The Passion of the Christ
Peter Bradshaw
It's certainly ambitious and technically proficient, but only very moderately acted and turns out to be an incredibly obtuse piece of macho-masochism, overlooking Jesus's message of love and his human complexity in favour of a bizarre make-up bloodbath, turning his body into a gory lattice of latex weals, cosmetic stripes and prosthetic wounds which proclaim their lurid and ridiculous fakeness to the very heavens . . . .But it seems to me that Bradshaw has missed the point of the flashbacks to episodes like the Last Supper and the Sermon on the Mount, which are to drive home repeatedly the very message Bradshaw does not find in the film, love of enemies, prayer for persecutors, laying down one's life for one's friends, forgiveness. The juxtaposition of this specifically chosen teaching with Jesus' own attitude to his suffering is one of the film's most memorable themes.
. . . . . Gibson also has ridiculous devils and Satanic apparitions popping up all over the place, whose appearance he has plagiarised from The Omen and Don't Look Now. Is it too much to ask where the spiritual dimension has disappeared to? Where is the message of love, and hope? Where is the compelling poetry of moral grace? Does all of it have to be swept away in a tsunami of fake gore?

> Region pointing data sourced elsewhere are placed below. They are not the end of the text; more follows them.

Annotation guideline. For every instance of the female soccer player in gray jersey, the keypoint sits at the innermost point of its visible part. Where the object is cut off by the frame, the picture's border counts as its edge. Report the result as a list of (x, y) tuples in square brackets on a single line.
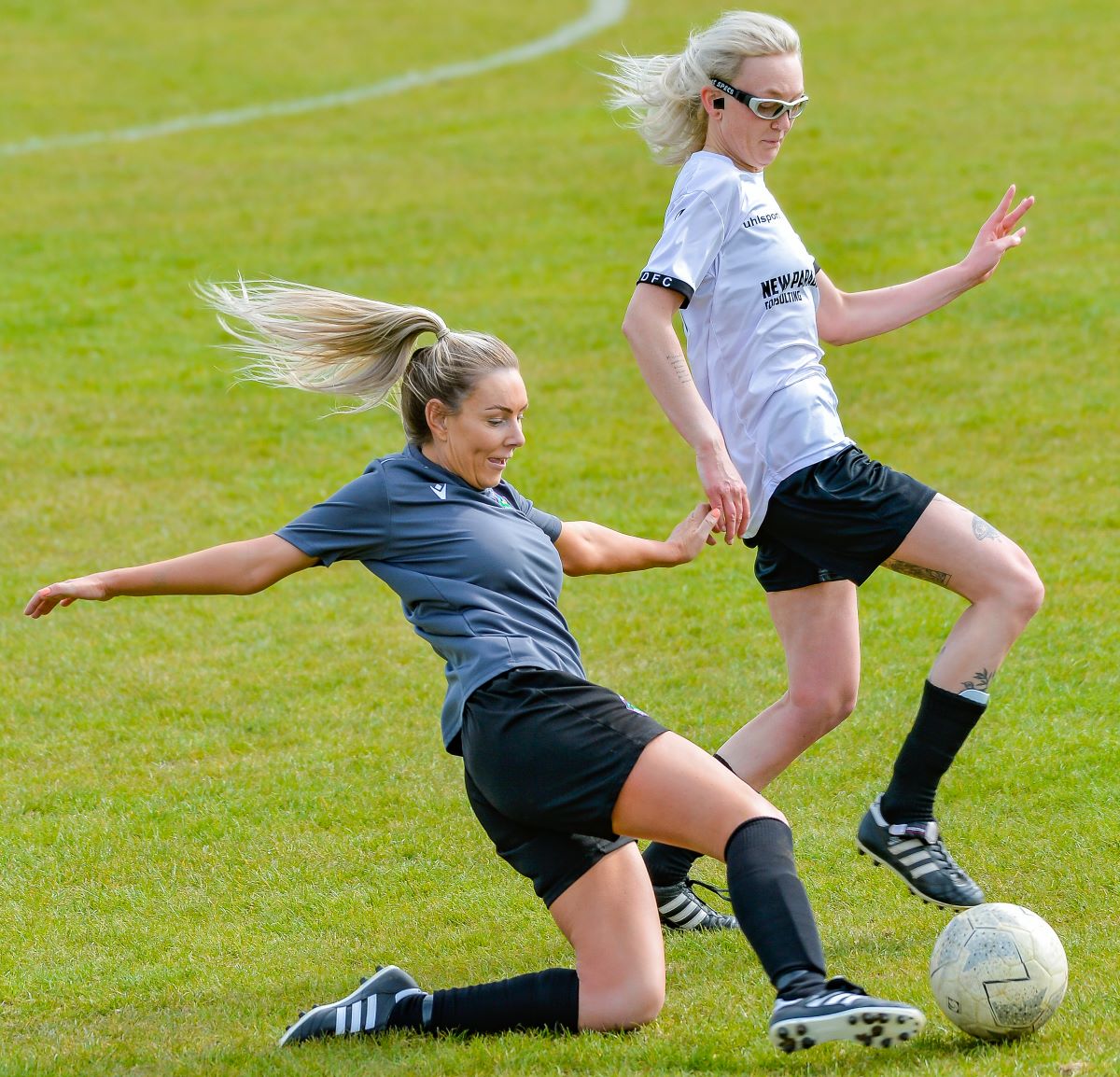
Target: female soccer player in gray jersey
[(755, 404), (555, 767)]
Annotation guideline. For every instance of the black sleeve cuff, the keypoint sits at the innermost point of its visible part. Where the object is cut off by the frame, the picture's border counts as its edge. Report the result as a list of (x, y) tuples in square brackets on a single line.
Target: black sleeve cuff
[(673, 284)]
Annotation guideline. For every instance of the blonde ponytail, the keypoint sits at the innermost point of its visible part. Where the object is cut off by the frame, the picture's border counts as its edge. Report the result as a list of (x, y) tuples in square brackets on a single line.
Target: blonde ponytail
[(325, 342), (662, 93)]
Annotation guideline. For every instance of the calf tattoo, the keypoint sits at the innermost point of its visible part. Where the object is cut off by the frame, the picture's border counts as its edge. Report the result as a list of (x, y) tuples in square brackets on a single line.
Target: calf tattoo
[(983, 530), (981, 680), (931, 576)]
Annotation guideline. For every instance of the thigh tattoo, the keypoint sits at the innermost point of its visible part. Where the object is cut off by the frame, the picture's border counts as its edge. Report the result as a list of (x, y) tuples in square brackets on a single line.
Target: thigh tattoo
[(983, 530)]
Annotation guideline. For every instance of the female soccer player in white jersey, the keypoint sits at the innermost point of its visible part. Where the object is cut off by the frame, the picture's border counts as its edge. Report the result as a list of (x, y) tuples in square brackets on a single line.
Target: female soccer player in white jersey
[(755, 404), (555, 767)]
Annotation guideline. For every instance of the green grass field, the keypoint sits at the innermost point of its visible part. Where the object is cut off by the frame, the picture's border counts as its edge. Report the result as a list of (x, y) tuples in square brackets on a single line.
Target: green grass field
[(218, 811)]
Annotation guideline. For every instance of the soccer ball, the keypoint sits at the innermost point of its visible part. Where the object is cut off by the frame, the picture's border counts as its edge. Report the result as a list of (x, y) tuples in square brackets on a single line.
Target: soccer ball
[(998, 971)]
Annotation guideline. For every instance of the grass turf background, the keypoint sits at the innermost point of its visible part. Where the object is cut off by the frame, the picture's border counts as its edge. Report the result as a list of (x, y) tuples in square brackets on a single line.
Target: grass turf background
[(217, 811)]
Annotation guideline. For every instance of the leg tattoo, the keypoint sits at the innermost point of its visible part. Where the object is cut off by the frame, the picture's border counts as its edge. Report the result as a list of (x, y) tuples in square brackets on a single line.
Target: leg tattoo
[(983, 530), (981, 680)]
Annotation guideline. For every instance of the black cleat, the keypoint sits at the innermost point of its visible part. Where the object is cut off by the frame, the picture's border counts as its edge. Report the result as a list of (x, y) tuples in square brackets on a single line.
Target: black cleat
[(681, 910), (843, 1011), (917, 853), (364, 1010)]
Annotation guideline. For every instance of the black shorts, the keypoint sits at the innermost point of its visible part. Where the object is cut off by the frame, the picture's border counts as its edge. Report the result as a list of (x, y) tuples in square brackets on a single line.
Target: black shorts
[(546, 755), (838, 520)]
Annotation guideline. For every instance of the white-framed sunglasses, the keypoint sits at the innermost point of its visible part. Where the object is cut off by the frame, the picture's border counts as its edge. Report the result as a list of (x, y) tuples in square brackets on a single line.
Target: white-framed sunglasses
[(764, 107)]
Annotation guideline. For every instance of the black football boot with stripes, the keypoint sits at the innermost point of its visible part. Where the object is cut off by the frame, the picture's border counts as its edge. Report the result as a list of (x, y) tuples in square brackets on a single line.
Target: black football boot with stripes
[(365, 1010)]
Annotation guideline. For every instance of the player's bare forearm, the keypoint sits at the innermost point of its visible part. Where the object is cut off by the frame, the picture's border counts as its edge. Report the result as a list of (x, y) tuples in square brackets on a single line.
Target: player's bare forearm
[(589, 549), (845, 317), (234, 567), (649, 329)]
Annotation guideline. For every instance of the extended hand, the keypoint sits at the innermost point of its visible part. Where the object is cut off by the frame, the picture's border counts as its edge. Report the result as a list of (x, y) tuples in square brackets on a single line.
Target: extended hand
[(726, 493), (88, 587), (693, 533), (1001, 233)]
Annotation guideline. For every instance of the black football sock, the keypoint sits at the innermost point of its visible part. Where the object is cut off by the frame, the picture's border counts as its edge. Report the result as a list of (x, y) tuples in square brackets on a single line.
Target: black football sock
[(944, 723), (773, 908), (540, 1000), (670, 863)]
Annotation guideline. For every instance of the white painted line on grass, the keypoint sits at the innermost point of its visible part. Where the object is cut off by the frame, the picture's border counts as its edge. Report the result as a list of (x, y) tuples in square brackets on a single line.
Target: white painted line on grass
[(600, 13)]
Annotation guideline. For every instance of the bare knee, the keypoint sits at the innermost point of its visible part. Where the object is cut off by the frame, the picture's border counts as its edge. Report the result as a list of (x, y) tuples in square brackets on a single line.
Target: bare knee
[(820, 707), (1020, 594), (623, 1004)]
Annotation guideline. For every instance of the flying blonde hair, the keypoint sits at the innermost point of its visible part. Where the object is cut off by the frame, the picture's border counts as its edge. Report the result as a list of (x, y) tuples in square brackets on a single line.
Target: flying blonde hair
[(662, 93), (302, 337)]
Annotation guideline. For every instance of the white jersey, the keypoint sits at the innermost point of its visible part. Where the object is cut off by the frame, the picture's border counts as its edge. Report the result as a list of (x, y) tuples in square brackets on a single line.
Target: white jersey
[(749, 315)]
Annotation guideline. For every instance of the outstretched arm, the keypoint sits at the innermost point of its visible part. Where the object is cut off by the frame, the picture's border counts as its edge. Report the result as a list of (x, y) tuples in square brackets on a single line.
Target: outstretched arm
[(587, 549), (649, 329), (235, 567), (844, 317)]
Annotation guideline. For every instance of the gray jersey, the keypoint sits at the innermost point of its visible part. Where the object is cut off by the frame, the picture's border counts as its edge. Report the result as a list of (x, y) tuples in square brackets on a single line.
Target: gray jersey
[(476, 571), (749, 313)]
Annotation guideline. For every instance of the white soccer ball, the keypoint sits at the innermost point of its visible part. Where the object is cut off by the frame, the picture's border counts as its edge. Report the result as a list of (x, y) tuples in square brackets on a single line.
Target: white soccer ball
[(998, 971)]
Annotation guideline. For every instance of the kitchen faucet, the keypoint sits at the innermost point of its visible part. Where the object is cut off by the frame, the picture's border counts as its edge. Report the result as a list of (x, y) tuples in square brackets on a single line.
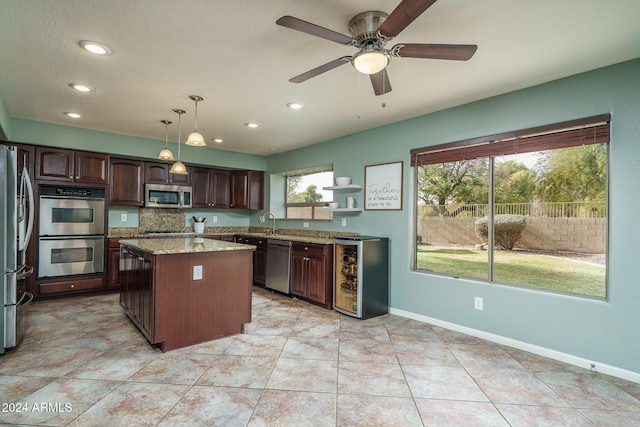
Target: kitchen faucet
[(263, 218)]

Gibson offers brief flashbacks to episodes like the Sermon on the Mount and the Last Supper, hinting in the most superficial way possible at what it has all been about in the first place - before we smartly return to Jesus's ongoing steak tartare nightmare, whose horror is repeatedly undermined with cutaway reaction shots of Mary (Maja Morgenstern) and Mary Magdalene (Monica Bellucci) doing their unvarying sorrow ing face to the accompaniment of syrupy-sad music.